Aybar'a göre sömürüyü, baskıyı ortadan kaldıracağız diye yola çıkanlar, kullandıkları yöntemlerin tutsağı haline gelirler ve bir kardeşlik düzeni yerine acımasız bir polis rejimi kurarlar. Çünkü aracılar, yöntemler belli bir amaca hizmet için konulduklarından yansız değildir. Her an yakalanmak ya da asılmak tehlikesi ile karşı karşıya olan bu kimseler hem kendilerine hem çevrelerine yabancılaşırlar. Bir kapalı devre içinde yaşamaları, bu profesyonel devrimcileri gerçeklerden koparır ve devrim için vazgeçilmez kişiler olduklarına inandırır. Dolayısıyla kafalarındaki sosyalizm de toplumla yabancılaşır. Amacını kendinde bulan soyut bir kavram haline gelir. Böylece sosyalizme hizmet için yola çıkanlar gerçekte kendi iktidarları için dövüşen, acımasız kişiler haline gelirler. Arkadaşları ile bile ilişkileri çoğu kez düşmanca bir hal alır. Görüş ayrılığı ve eleştiriye tahammülsüzdürler. Soyut davaları için birbirlerini ihanetle suçlayarak öldürürler. Sonuç olarak merkezci ve katı disiplinli bir iktidarla sosyalizme geçilemez. Çünkü sosyalizmin bir amacı da bu merkezci, disiplinli, tepeden inmeci yönetim biçimine son vermektir.

e.AYBAR'IN HAKLILIĞI

Aybar "Marksizmin aşılmaz olduğunu ileri süren Ortodoks Marksistler ile Marksizmin artık müzeye kaldırılması gerektiğini öne sürenler bir yerde istemeyerek de olsa kesişiyorlar" derken otuz yıl sonrasının gerçeğini saptamaktadır. Geçmişte en müfrit, şematik solcular bugün trajik biçimde Marksizm'in müzelik olduğunu iddia eden sermaye kalemlerine dönüşmüşlerdir.

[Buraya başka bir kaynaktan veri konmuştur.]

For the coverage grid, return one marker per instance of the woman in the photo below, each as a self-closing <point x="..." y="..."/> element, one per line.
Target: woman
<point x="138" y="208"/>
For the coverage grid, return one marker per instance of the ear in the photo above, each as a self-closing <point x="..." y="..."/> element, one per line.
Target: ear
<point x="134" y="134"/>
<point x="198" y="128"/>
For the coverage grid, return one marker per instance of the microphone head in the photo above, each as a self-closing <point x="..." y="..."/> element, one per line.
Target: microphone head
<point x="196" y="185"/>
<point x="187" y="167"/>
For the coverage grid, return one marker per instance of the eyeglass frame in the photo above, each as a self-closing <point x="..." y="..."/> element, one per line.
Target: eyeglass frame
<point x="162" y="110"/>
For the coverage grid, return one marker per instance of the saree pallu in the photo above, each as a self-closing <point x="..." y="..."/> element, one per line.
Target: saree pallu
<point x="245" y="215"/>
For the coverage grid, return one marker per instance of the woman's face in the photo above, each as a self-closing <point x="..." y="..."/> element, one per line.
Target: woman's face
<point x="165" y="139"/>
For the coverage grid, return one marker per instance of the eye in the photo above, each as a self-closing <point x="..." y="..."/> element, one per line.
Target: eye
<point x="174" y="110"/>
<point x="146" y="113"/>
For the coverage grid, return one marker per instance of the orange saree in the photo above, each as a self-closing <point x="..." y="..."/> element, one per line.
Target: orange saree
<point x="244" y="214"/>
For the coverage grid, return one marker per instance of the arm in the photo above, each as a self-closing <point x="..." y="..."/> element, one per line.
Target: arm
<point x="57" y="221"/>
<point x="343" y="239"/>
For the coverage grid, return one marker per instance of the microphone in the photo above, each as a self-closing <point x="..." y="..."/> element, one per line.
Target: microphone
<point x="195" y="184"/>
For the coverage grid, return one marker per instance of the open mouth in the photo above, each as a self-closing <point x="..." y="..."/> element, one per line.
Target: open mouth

Aybar, insanın yabancılaşmasının aşılmasının biricik yolunun sosyalizm olduğunu Marx’tan alıntı yaparak büyük bir yalınlıkla ortaya koyar. Yabancılaşma insanı yoksullaştıran, insanlığından eden bir unsurdur. Giderek insanlığı yok eden güçler insana egemen olur. Ancak bu güçleri yaratan tarih bunların ortadan kaldırılmasına olanak veren koşulları da yaratmaktadır. Yabancılaşmayı koşullar getirirken, yabancılaşmayı yok edecek ortamı da yine koşullar hazırlar. Yabancılaşmaların yarattığı güç işçi sınıfıdır. Özel mülkiyet ve işbölümü insanı insana yabancılaştırmaktadır. Marx “Emekçilerin kurtuluşu doğrudan emekçilerin yapıtı olacaktır” derken bu gerçeği vurgular. Engels proletarya diktatörlüğüne örnek olarak Paris komününü gösterirken bu gerçeği vurgular.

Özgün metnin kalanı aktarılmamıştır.